A number of important conditions and processes follow from chiefdom collapse and the regularity with which it occurred:
1. The size of uninhabited zones separating neighboring polities might increase significantly, creating a larger military buffer and thereby reducing active hostilities. The uninhabited desert separating the paramount chiefdoms of Ocute and Cofitachequi in 1540 comes to mind (Hudson, Smith, and DePratter 1984).
2. Agricultural soils depleted of nutrients by decades of heavy use would be given the opportunity to regenerate-in many cases for decades. Baden (1987) has argued that Mississippian agriculture was unsustainable at the local level. At the regional scale, however, it apparently was sustainable, because it was practiced in northern Georgia for at least 600 years with no noticeable decline in productivity or in the way of life or number of people it supported. Periodic, extended periods of fallow may be the key factor.
3. Game populations, reduced by intensive hunting within core habitation areas, would also be able to recover.

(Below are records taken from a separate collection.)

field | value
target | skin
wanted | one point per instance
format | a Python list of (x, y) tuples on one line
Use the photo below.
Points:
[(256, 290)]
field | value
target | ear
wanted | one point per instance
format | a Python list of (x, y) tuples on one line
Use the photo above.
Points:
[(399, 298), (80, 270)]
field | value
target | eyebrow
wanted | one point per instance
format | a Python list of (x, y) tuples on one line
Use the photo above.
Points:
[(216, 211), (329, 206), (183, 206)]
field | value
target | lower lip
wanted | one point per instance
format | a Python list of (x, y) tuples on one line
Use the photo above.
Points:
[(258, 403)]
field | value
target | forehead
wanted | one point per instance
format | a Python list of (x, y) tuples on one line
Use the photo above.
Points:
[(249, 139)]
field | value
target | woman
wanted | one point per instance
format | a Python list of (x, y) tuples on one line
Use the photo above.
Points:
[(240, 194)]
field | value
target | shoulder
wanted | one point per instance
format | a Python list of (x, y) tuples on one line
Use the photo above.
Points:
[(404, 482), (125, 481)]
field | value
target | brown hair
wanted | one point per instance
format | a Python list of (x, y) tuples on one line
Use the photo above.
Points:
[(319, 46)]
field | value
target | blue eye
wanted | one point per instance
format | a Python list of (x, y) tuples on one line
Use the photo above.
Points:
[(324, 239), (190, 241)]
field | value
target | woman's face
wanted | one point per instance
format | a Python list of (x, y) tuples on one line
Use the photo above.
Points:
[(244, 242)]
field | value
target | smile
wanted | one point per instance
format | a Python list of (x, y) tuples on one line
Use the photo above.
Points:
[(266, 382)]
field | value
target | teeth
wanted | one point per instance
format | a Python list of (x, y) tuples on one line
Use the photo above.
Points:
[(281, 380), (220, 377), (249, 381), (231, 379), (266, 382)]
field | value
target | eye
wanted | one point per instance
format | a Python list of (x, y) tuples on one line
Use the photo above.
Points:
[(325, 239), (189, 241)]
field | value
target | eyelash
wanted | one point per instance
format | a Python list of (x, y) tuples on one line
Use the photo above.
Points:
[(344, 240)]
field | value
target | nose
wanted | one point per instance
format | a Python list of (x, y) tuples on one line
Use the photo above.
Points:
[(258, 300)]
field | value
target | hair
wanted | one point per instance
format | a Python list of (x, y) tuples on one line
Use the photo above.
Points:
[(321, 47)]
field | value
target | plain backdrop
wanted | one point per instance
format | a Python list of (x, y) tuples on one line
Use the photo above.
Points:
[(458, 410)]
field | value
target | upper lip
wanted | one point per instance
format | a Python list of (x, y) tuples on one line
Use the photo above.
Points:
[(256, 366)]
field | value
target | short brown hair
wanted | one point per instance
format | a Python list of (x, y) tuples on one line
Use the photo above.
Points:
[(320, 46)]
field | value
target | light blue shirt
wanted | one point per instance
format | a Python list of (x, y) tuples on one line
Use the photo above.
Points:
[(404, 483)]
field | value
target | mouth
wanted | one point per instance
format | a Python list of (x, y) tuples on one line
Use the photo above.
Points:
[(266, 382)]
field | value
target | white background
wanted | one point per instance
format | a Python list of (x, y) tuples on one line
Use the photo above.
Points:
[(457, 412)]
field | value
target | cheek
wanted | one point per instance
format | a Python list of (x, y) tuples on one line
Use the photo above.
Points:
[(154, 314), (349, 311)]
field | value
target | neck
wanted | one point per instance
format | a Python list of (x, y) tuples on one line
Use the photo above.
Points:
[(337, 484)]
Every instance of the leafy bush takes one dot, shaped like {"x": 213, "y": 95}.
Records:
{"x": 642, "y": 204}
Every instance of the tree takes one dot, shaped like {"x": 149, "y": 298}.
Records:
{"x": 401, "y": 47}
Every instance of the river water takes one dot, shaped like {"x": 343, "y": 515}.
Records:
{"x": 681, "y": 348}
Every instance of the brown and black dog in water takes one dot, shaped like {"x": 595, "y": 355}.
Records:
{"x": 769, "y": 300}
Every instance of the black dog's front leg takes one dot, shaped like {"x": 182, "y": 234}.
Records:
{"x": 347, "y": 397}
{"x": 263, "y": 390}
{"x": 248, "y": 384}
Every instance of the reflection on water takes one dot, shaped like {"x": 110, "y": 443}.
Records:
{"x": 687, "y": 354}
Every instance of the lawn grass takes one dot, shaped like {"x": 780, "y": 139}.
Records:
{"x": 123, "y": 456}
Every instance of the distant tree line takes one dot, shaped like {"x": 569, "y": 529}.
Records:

4. Large numbers of people-perhaps in the thousands-migrated to new locations, joining existing chiefdoms or those in the process of developing (Figure 1.7). To the extent that people were attracted to chiefdoms or locations that were "underpopulated," one result of such movements would be an evening out of population density across the region over time. Such movements also brought people together who had previously had little contact or little nonhostile contact, and this would have promoted the spread of cultural innovations throughout the region. As I have discussed elsewhere (Hally 1994), there was considerable homogeneity in ceramic, architectural, and mortuary styles across northern Georgia and portions of surrounding states during the late Mississippian period. Other factors were clearly involved in this, but the periodic resorting of populations must have been one of the more important.
Chiefdoms are known to have existed in 27 different locations across northern Georgia. Other locations that look like they would have been suitable were never utilized. Instead, new chiefdoms typically formed in locations that had had chiefdoms in earlier periods, this being the case in 19 loci.